In a world rapidly warming toward 4°C, the most adverse impacts on water availability are likely to occur in association with growing water demand as the world population increases. Some estimates indicate that a 4°C warming would significantly exacerbate existing water scarcity in many regions, particularly northern and eastern Africa, the Middle East, and South Asia, while additional countries in Africa would be newly confronted with water scarcity on a national scale due to population growth …

The projected increase in intensity of extreme events in the future would likely have adverse implications for efforts to reduce poverty, particularly in developing countries. Recent projections suggest that the poor are especially sensitive to increases in drought intensity in a 4°C world, especially across Africa, South Asia, and other regions.

Not that the developed world would go unscathed — America would see much hotter, drought-ier summers.

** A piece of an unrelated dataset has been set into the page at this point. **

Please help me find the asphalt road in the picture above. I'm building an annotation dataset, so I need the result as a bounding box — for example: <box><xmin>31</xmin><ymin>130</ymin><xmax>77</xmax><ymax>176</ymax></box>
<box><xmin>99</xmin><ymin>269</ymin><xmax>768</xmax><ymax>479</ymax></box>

On the whole, the proportion of the world’s cropland affected by drought would increase from 15.4 percent today to 44 percent in 2100.

The report is emphatic that this projected climate apocalypse “must not be allowed to occur.” But, uh, how?

As Naomi Klein told Bill Moyers the other day, climate change really may be the single greatest free-market failure. That’s because it ultimately compounds the effects of corporate greed on the already disenfranchised. But carbon tax or not, the free market ain’t going anywhere.

“The solutions don’t lie only in climate finance or climate projects,” the World Bank says. “The solutions lie in effective risk management and ensuring all our work, all our thinking, is designed with the threat of a 4 degree Celsius world in mind.”

The report comes a week before nearly 200 nations will meet in Doha, Qatar, to discuss extending the Kyoto Protocol. It also comes on the eve of the gluttonous holiday season for an America that doesn’t really care about the Kyoto Protocol. Can righteous scientific scaremongering yield results when there’s a fat, glistening turkey on the table? Or at least, the tables that really matter?